When considering real estate investment in Africa, Ghana, Nigeria and Kenya are currently the most active jurisdictions. For Nigeria, the growing population and rising per capita income levels have boosted spending power across a wide range of the populace, fuelling growing demand for consumer products especially housing.
According to Imob Homes, a fast rising real estate company in Abuja, Nigeria’s real estate moved from 6th to 3rd in 2019 on Absa’s Financial Markets 2020 Index. The quick shift in position is linked to the rise and domination of Nigeria as an investment destination for startup venture and capital investment on the continent.
The real estate market in Nigeria is growing. Whether it is the movement of demand away from Grade A office, retail and big brand hospitality to the adoption of technology. Also for healthcare, infrastructure, security and mortgages, there has been an attempt on more changes over the last 10 months than in the last 3 years in attracting investors. A successful real estate investment in Nigeria can earn yearly returns as high as 40─45%.
In Abuja, the country’s capital, the yearly average yield of rental properties is currently at 8% with a typical 3 bedroom flat in the most popular areas in Abuja ranging from ₦3,000,000 in Maitama, ₦2,500,000 in Wuse 2. While in Asokoro – ₦3,500,000, and Garki – N1,800,000.

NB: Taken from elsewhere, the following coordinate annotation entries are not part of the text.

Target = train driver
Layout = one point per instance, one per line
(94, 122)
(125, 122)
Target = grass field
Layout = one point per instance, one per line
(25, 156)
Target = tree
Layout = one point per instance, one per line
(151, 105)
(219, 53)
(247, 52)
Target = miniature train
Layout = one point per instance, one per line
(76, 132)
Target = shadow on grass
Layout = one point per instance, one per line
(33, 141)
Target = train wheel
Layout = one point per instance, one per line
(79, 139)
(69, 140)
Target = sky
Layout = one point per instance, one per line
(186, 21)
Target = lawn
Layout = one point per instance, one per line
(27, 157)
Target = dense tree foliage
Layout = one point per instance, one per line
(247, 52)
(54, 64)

Abuja is Nigeria’s fastest growing city at a rate of more than 35% since 2016, with an internally generated revenue (IGR) that is next to that of Lagos and Rivers State. Aside from being the capital city, Abuja’s decent environment is an incentive for accommodating a burgeoning middle class with a taste for contemporary buildings and constructions, making real estate a top driver of the Abuja economy.
The high-end luxury residential segment has long been a key revenue generator for developers. Imob Homes boasts of properties in a handful of neighbourhoods, including Maitama, Asokoro, Jabi, and Wuse. Most of these areas command housing prices that rank among the highest in Africa and considerably high in many western markets.

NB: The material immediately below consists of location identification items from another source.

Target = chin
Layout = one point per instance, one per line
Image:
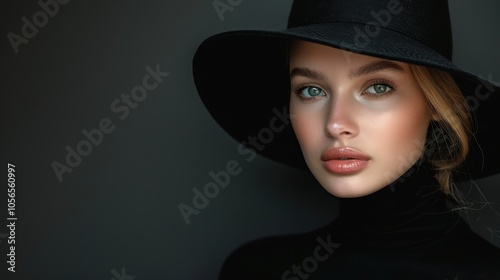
(349, 187)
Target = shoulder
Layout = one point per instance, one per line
(276, 257)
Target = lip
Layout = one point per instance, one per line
(344, 160)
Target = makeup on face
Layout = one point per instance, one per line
(360, 120)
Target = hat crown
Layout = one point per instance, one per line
(427, 21)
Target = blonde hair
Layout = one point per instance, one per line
(448, 143)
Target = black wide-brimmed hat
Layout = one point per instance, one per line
(242, 76)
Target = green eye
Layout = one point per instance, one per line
(311, 92)
(378, 89)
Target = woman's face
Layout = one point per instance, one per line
(361, 121)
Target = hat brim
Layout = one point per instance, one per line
(242, 79)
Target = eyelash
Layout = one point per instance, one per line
(384, 82)
(298, 89)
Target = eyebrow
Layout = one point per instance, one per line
(308, 73)
(363, 70)
(374, 67)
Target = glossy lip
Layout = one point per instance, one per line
(344, 160)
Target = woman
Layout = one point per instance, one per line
(384, 121)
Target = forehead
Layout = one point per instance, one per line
(304, 53)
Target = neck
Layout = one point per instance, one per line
(412, 209)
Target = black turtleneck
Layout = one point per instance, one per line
(406, 230)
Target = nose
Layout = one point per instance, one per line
(341, 118)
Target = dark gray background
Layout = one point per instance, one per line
(119, 207)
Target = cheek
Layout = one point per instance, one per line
(402, 134)
(308, 127)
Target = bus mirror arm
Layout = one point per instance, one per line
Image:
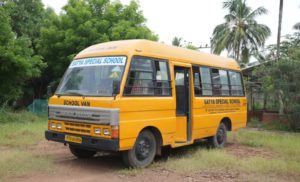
(49, 91)
(116, 87)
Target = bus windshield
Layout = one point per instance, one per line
(92, 76)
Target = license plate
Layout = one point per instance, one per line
(74, 139)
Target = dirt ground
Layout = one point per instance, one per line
(108, 167)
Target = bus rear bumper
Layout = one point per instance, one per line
(92, 143)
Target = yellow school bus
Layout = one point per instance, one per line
(137, 96)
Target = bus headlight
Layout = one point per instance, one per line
(97, 131)
(106, 131)
(58, 126)
(53, 125)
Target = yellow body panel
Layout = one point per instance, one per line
(137, 113)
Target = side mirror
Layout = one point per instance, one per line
(116, 87)
(49, 91)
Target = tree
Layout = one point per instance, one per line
(240, 35)
(84, 23)
(279, 26)
(281, 75)
(18, 64)
(27, 18)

Central business districts are no longer the destination for new developments as certain suburbs are reconsidered in more research driven decisions. Real estate investment managers are embracing technology more intently to forecast performance metrics. This has also informed Imob Homes in expanding their housing investment in areas like Wuye, Jahi and Lifecamp in order to extend quality housing to the growing middle class.
The year 2019, was a great year for Nigeria’s real estate market, with demand for property rising by double-digit figures. An end-of-the-year report by Nigeria Property Centre (NPC), stated that, the number of property listing enquiries in the year surged by 72% from the previous year- 2018.
Despite the unprecedented shifts and shocks of 2020 and COVID-19 effects on the world’s economy; crude oil prices hovering around $42/b, increased rate of unemployment, job loss and salary cut, the real estate market is already picking up fast again and local real estate experts and stakeholders remain optimistic.
A range of pressing challenges in Nigeria may not, in any way, deter the continuous expansion of real estate in the country.
Real estate investment is a long-term strategy to hedge against inflation. The annual inflation rate in Nigeria stood at an average of 12.88% as at 2020. What this means is that the value of Naira has depreciated above 9-12% a percentage level the CBN considers a negative influence on the economy. So, when you invest in real estate with its current earnings, you are protecting the value of your income from eroding. The long-term capital gains derived from real estate investment means that an investor would always be better off holding property, particularly in cities like Abuja, than other investment channels.